Nehirlerin Yönü Nasıl Değişiyor?

0
Endonezya'daki Pemali Deltası'nda görülen avülsiyonlar, durgun su ölçekli rejime giriyor. Araştırma takımının veri tabanındaki 113 örnekten biri de bu. Fotoğraf: Brooke & Ganti, değiştirilmiş ESA/Kopernik Uydu Verileri

İnsanların, tarih boyunca medeniyetleri hem besleyen hem de tehdit eden nehirlerle her zaman karmaşık bir ilişkisi olmuştu. Nil’in her yıl taşmasıyla ayrılmaz bir bağı olan antik Mısır’daki ölüm ve yeniden doğum tanrısı Osiris’i hatırlayın.

Nil Nehri’nin 30 Milyon Yıldır Durmadan Akmasının Gizemi Nihayet Çözülmüş Olabilir

Büyük seller, bir nehri bazen yön değiştirmeye ve kendine yeni bir güzergâh açmaya zorluyor. Bu nadir ve felaketvarî olaylar, avülsiyon şeklinde biliniyor. Bu olaylarda, en büyük su yollarının yakınında yer alan şehirlerin tamamı sular altına kalabiliyor fakat pek çok toplumu besleyen verimli deltalar da oluşabiliyor.
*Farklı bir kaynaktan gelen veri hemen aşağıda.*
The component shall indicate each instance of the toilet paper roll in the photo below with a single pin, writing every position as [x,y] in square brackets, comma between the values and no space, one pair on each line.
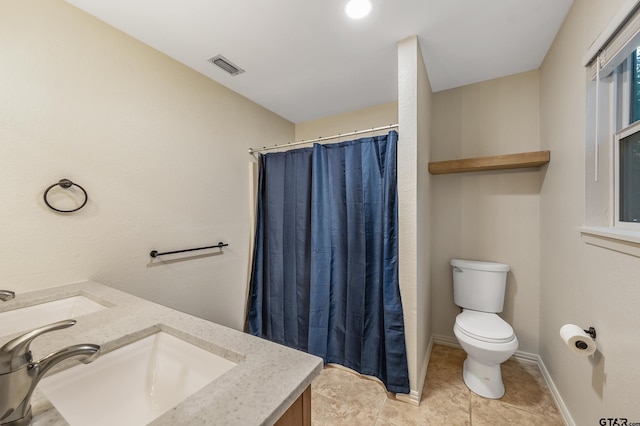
[577,340]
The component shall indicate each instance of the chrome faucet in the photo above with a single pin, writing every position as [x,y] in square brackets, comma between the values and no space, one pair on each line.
[6,295]
[20,374]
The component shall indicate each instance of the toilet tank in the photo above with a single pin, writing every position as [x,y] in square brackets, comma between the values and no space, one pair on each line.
[479,285]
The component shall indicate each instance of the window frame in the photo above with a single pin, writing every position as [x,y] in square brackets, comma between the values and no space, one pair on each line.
[618,137]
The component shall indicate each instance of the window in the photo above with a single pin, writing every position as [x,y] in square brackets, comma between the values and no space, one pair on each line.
[626,155]
[627,167]
[612,216]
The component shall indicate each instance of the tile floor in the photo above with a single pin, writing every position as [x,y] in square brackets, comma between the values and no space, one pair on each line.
[340,397]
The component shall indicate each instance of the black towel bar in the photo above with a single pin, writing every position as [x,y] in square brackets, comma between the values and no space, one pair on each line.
[154,253]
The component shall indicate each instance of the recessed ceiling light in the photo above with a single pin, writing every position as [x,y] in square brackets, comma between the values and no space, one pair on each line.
[357,9]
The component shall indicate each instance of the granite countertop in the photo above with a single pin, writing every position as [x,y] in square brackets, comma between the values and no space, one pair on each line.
[267,379]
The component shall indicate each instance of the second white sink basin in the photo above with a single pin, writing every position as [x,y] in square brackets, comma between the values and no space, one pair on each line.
[30,317]
[134,384]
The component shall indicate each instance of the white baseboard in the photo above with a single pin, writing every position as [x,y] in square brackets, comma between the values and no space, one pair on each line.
[562,407]
[526,357]
[415,395]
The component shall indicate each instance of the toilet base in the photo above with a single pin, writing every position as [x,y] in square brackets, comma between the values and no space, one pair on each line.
[485,380]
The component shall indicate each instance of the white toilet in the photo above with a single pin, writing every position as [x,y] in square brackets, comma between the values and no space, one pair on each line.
[488,340]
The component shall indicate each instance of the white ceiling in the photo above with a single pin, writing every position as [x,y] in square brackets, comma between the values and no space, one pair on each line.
[306,60]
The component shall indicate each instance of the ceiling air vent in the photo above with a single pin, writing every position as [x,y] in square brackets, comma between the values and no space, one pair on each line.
[226,65]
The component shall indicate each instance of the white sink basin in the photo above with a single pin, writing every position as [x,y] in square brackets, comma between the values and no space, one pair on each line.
[134,384]
[30,317]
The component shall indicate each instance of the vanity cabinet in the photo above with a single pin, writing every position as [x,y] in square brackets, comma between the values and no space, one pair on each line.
[299,414]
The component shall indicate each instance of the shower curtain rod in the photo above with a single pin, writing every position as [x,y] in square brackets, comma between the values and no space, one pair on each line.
[324,138]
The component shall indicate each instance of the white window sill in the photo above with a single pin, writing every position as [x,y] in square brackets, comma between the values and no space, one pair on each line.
[620,240]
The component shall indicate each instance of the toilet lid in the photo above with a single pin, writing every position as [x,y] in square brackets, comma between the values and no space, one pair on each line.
[484,326]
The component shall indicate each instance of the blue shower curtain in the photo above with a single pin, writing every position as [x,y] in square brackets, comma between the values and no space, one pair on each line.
[325,269]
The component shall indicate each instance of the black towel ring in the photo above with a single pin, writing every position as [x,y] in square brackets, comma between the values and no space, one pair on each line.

Santa Barbara – California Üniversitesinde (UCSB) çalışan bilim insanlarının öncülük ettiği bir araştırma takımı, iki gün önce Science bülteninde yayımlanan makalesinde küresel çaptaki nehir avülsiyonlarının ilk derlemesini sunuyor. Araştırma grubunun hemen hemen on yıldır yürüttüğü kuramsal ve deneysel çalışmaları doğrulayan makale, yeterince incelenmeyen bir konu olan avülsiyonları detaylı şekilde açıklıyor.

UCSB Coğrafya Bölümünde yardımcı profesör olan eş yazar Vamsi Ganti şöyle aktarıyor: “Bu veri dizisi, kuramın ilk defa kesin şekilde test edilmesini sağlayarak alüvyon yelpazeleri ve deltalarda üç ayrı avülsiyon biçimi bulunduğunu gösteriyor. Başladığımız yere göre uzun bir yol kat ettik. Avülsiyonlar, on sene önce çok tahmin edilemeyen kaotik ve rastgele olaylar şeklinde görülüyordu.”

Avülsiyonların bu belirsizlik ve nadirlikleri, araştırmacıların bilgi edinmesine büyük oranda engel olmuş. Bu makalenin öncesinde bilim insanları sadece birkaç avülsiyon gözlemlemiş. Az miktardaki bu vaka çalışmasından ise, deneyler ve bilgisayar modellemeleri yardımıyla avülsiyonların nerede meydana geldiklerine ilişkin bir kuram geliştirmeye başlamışlar.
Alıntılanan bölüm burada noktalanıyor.